Definitely look for modern time-saving and effort-saving design features. Your future self will thank you.
Pellet Hopper Capacity
Generally speaking, a good pellet grill will run at between 1/2 and 1 lb of pellets per hour of smoking.
A large full packer brisket can take up to 18 hours of low and slow coking.
Therefore, if you want to load your pellet smoker once during a long cook, make sure it has an 18 lb pellet hopper capacity or higher, so you can go through an entire cook on one fill.
Pellet Consumption and Running Costs
Higher quality pellet grills made from thicker materials are more insulated, better sealed, and retain heat better than cheaper models made from thinner materials. This affects your ongoing running costs and often means spending more on a better grill in the first place, saves a lot of money over years of life.
So do take pellet consumption into account. Spending more on a grill that consumes fewer pellets can save a small fortune over time when it comes to pellet grilling.
You will find warranty periods from one to ten years from different manufacturers. Although the warranty isn’t a deal-breaker, it can give you an idea of what the manufacturer thinks about their product and whether they’re happy to stand by their products.
We feel a robust warranty is a must with a pellet smoker because they have many mechanical and electronic parts compared to other straightforward types of smokers, there’s just more that can go wrong.
You will see the guarantee in each one of our reviews.
Power — Think about how far your smoker will be from the nearest outlet because all pellet grills require 110v/120v AC power. Unless you plan on a permanent installation by an electrician, you want to buy a heavy-duty outdoor extension cord with at least 12-gauge wire.
Maintenance — Anytime you mix steel, electronics, and weather, you can have problems. Motors, igniters, and electronics can and do wear out. Consider the age of the company and ask about the availability of replacement parts for the future. Some parts are common, and others are custom. Will you be able to get spare parts later?
Your Cooking Style – Before you decide on a pellet smoker, think about how much pellet grilling you’re actually going to do. Are you opening a restaurant serving smoked meats or will just smoke an occasional brisket for you and the wife?
Pellet grills are smokers first and a grill second. Typically, the burn pot is small and will not do as good a job of grilling large quantities of steaks and burgers as your standard charcoal grill. Most of them do well with one or two burgers if that’s all you need.
There are, literally, hundreds of different models of pellet grills available, from numerous manufacturers. We have a growing collection of articles looking at all there is offer, and we recommend you to check them out, so you’re sure you’ve looked at all your options.
- Camp Chef Pellet Grills
- Traeger pellet grills
- Z Grills pellet smokers
- Green Mountain Grills pellet grills
- Pit Boss Pellet Smoker Reviews
We also have the following articles comparing the popular pellet smoker brands and their offerings against each other, to see how each manufacturer line up squares against the competition, as well as brand history, support and more:
- Camp Chef vs Recteq
- Camp Chef vs Pit Boss
- Camp Chef vs Traeger
- Green Mountain Grills Vs Traeger
- Pit Boss Vs Green Mountain Grills
- Pit Boss vs Traeger
- Recteq vs Traeger
- Z Grills Vs Pit Boss pellet grills
- Z Grills vs Traeger grills
Benefits of Pellet Smokers Compared to Other Types
Pellet grills are unique in their operation, or at least fuel choice.

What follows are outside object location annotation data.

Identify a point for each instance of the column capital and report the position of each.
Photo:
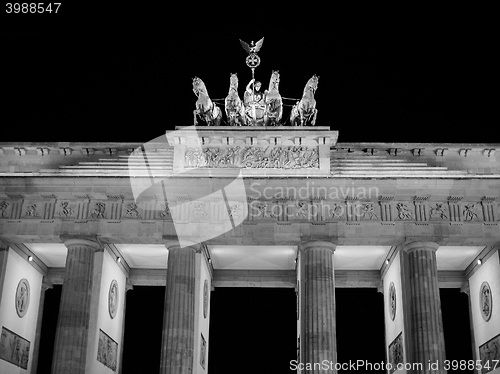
(3, 246)
(91, 242)
(174, 243)
(305, 245)
(412, 246)
(46, 284)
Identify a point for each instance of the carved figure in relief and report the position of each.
(200, 211)
(403, 211)
(235, 211)
(438, 211)
(65, 210)
(369, 210)
(302, 209)
(254, 100)
(304, 112)
(21, 298)
(485, 300)
(132, 210)
(470, 212)
(31, 211)
(3, 208)
(99, 210)
(273, 101)
(235, 110)
(265, 211)
(206, 109)
(337, 211)
(165, 212)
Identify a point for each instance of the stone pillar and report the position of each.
(177, 351)
(318, 338)
(72, 330)
(424, 319)
(45, 286)
(128, 287)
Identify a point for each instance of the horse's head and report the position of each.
(312, 84)
(198, 86)
(233, 80)
(275, 80)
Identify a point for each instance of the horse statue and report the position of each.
(235, 111)
(273, 102)
(304, 111)
(206, 110)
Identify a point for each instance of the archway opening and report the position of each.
(252, 330)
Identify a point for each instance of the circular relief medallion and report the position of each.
(392, 301)
(485, 301)
(113, 298)
(205, 299)
(22, 297)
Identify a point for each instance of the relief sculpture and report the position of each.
(489, 354)
(14, 348)
(292, 157)
(107, 351)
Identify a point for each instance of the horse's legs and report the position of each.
(313, 122)
(195, 112)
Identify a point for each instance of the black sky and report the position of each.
(95, 74)
(414, 75)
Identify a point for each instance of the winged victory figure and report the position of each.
(252, 48)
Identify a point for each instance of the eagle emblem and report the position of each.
(252, 47)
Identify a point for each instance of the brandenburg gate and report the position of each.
(207, 207)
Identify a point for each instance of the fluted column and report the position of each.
(36, 346)
(319, 327)
(74, 311)
(179, 311)
(425, 320)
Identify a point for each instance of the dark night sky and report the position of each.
(417, 76)
(387, 75)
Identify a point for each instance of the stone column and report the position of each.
(70, 349)
(128, 287)
(177, 348)
(36, 345)
(425, 320)
(318, 338)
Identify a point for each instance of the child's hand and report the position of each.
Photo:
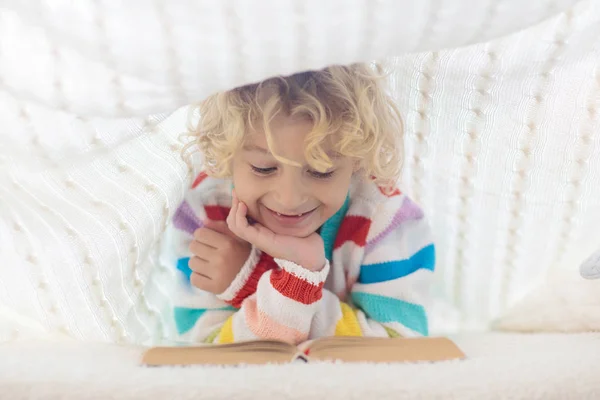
(307, 252)
(219, 255)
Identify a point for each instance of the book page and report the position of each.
(252, 352)
(361, 349)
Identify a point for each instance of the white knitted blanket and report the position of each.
(500, 101)
(508, 367)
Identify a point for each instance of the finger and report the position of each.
(232, 212)
(201, 282)
(209, 237)
(201, 250)
(218, 226)
(240, 216)
(199, 266)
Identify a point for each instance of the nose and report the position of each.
(290, 193)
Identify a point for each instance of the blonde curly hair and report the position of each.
(347, 105)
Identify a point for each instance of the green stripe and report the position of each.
(331, 227)
(386, 309)
(185, 318)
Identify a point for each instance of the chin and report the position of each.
(299, 233)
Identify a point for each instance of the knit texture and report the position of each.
(502, 150)
(357, 293)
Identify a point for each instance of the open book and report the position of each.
(346, 349)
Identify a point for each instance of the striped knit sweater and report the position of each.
(380, 263)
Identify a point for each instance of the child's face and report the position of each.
(288, 200)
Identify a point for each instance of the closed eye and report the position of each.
(321, 175)
(263, 171)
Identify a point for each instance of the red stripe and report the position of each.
(201, 176)
(217, 213)
(295, 288)
(389, 193)
(264, 264)
(354, 228)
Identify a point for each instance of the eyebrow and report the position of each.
(253, 147)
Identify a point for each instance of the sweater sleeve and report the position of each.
(198, 315)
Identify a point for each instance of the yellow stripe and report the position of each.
(226, 334)
(347, 325)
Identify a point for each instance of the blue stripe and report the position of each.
(185, 318)
(331, 227)
(387, 271)
(386, 309)
(183, 266)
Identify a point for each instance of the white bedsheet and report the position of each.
(499, 366)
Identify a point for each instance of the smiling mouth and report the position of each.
(291, 216)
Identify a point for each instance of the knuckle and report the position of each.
(194, 264)
(197, 281)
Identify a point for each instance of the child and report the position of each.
(295, 230)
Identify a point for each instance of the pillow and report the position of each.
(91, 168)
(565, 302)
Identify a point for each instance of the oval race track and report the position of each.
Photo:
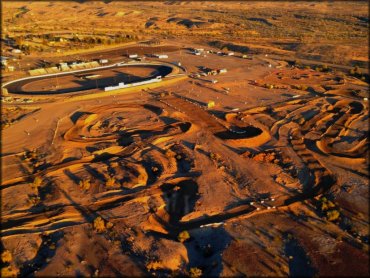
(98, 78)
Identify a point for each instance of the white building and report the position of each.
(4, 60)
(161, 56)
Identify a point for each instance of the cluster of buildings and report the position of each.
(209, 71)
(122, 85)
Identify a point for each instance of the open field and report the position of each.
(260, 169)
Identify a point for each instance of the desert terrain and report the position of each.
(248, 157)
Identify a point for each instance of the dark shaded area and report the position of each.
(88, 84)
(44, 253)
(299, 262)
(180, 198)
(205, 249)
(247, 132)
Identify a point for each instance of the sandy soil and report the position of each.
(268, 181)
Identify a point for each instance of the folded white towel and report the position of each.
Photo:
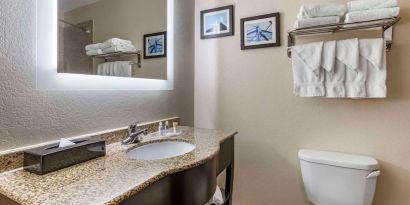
(307, 73)
(334, 71)
(118, 41)
(118, 68)
(321, 10)
(94, 52)
(120, 48)
(97, 46)
(371, 4)
(303, 23)
(373, 59)
(374, 14)
(347, 52)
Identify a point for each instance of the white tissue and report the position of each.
(65, 143)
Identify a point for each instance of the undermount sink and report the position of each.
(161, 150)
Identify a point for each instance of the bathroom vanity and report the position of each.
(188, 179)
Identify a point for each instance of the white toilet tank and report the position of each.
(332, 178)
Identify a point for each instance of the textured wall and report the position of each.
(251, 91)
(28, 116)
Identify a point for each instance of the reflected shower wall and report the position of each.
(72, 40)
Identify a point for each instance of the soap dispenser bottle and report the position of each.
(166, 127)
(161, 129)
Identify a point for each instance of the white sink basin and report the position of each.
(160, 150)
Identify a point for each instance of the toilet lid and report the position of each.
(339, 159)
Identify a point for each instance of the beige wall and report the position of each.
(29, 116)
(127, 19)
(251, 91)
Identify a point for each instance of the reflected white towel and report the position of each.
(94, 52)
(117, 41)
(303, 23)
(334, 72)
(97, 46)
(347, 52)
(374, 14)
(371, 4)
(120, 48)
(123, 69)
(307, 73)
(321, 10)
(373, 59)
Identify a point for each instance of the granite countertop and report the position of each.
(110, 179)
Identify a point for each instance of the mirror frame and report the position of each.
(48, 79)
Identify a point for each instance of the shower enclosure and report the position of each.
(72, 39)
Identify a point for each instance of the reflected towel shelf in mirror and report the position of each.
(109, 56)
(383, 24)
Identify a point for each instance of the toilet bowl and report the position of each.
(332, 178)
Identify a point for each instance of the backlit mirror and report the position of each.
(118, 38)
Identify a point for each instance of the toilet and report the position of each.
(332, 178)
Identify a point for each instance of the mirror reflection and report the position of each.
(120, 38)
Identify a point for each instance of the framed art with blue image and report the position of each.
(217, 22)
(155, 45)
(260, 31)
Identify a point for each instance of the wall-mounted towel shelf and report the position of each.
(383, 24)
(109, 56)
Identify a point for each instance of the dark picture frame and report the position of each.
(147, 36)
(208, 33)
(261, 34)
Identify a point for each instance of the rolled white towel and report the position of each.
(97, 46)
(374, 14)
(321, 10)
(371, 4)
(303, 23)
(118, 41)
(120, 48)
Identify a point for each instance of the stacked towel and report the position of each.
(110, 46)
(367, 10)
(319, 14)
(118, 68)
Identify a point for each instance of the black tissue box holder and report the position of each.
(50, 158)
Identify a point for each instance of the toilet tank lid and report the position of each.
(339, 159)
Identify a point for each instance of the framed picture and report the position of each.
(155, 45)
(260, 31)
(217, 22)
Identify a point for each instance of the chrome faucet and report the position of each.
(134, 134)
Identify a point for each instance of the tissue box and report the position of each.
(46, 159)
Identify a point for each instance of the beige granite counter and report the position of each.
(110, 179)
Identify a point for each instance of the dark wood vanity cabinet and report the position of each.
(194, 186)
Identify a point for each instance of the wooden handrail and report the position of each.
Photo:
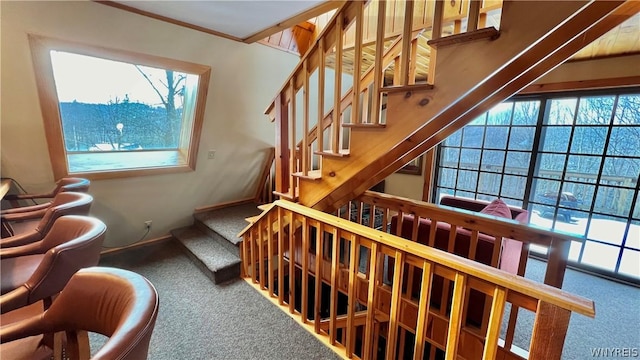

There is nothing else like them to grill and smoke with. So are pellet grills worth it? Let’s look at the main benefits.
Ease of Use — No charcoal or wood fire to get lit, and no top and bottom vents to first master and tweak to control airflow and temperature inside the cooking chamber. No topping up of wood chunks or chips to produce smoke, and no topping up of fuel mid-cook.
Getting a pellet grill started is easy as turning it on, setting the desired temperature on either a rotary dial or digital push buttons, and off it goes by itself, maintaining a near-perfect cooking temperature and smoke output until the cook is done.
Versatility — Most are able to hold temperatures ranging from under 200 F to 500 F more. This means a pellet smoker offers multiple cooking methods such as smoke, roast, braise, bake, and grill.
You can pretty much cook anything on a pellet smoker that you can cook in your kitchen, on the hob or in the oven.
Low Maintenance and Easy to Clean – Pellet grills couldn’t be easier to fill up, simply pour a bag into a large opening in a hopper.
And when cooking is finished, because the pellets produce little ash, cleaning after is easy too.
Most models these days will have a door or flap you pull to discharge ash out the bottom, though some cheaper models do require an ash vacuum.
They also have a grease management system, where oils and fats dripping from food collects into a grease pan for easy removal and cleaning in a kitchen sink or a dishwasher.
Fuel-Efficient — Wood pellets are dense, high energy, and cost-efficient to burn, similar in cost to run as using gas.
Most models are also very well constructed, sealed, and insulated so they hold heat well. They also have a convection fan that blows heat around the cooking chamber.
All this adds up to them being reasonably fuel and cost-efficient.
Quick to Start-Up — Charcoal and wood-burning smokers take a good amount of time, sometimes as much as 45 minutes, to come up to cooking temperature after being lit.
A good pellet smoker will be ready in 15 minutes after turning them on, saving time and avoiding occasional frustration.
Disadvantages Compared to Other Types
You can’t decide if pellet grills are worth it without discussing the cons! Here are some characteristics of pellet grills that don’t weigh up favorably to other types of smoker.
Not Great at Grilling — The biggest bugbear of most opponents to pellet grills is the fact they are called a ‘grill’, but they don’t do grilling well! (They are officially smokers that happen to grill too.)
Because most pellet grills are limited to between 450 and 500 F at the top end, they will never sear as well as a charcoal or gas grill. However, as you can see from the top pick in this list, manufacturers are finding solutions!
High Initial Cost to Buy — You can get a perfectly good charcoal, electric smoker or gas smoker for between $200 to $400. Pellet smokers average between $500 to $2000. So the initial outlay to acquire one is far greater.
Availability of Fuel — You can buy charcoal or gas refills at any convenience store, you are never far from a source. However, wood pellets used for food smoking aren’t so readily available.
You must make sure you keep a good stock of pellets and aim never to run out, because often the only source to buy pellets for you will be online, and mean a 24 hour or more delivery.
Don’t ever run out of pellets mid-cook!
Weaker Smoke Taste — Many people accustomed to smoking on charcoal grills, or offset wood burners, find the taste from pellet cookers is lacking a certain…something. The smoke flavor not strong or deep enough.
While this is somewhat true, it’s a cleaner taste, a bit more refined, and some say allows the ingredients of the food to shine through.
Limited Maneuverability — With most pellet grills you are tethered by the power cord’s length and being near to a mains supply running on electricity. If you wish to relocate to another area of your garden, it’s not always easy to do.
We’ve chosen the Camp Chef Woodwind as the best pellet smoker for the money after our extensive research and tests.
It has unparalleled performance, incredible temperature control, a large cooking area, a direct flame portion that can cook a steak properly…but with a side sear box capable of hitting 900 degrees Fahrenheit just in case.
It’s highly advanced and good-looking to boot. It’s easy to maintain, well-built, and should last many years, making this the only smoker/grill combination you need.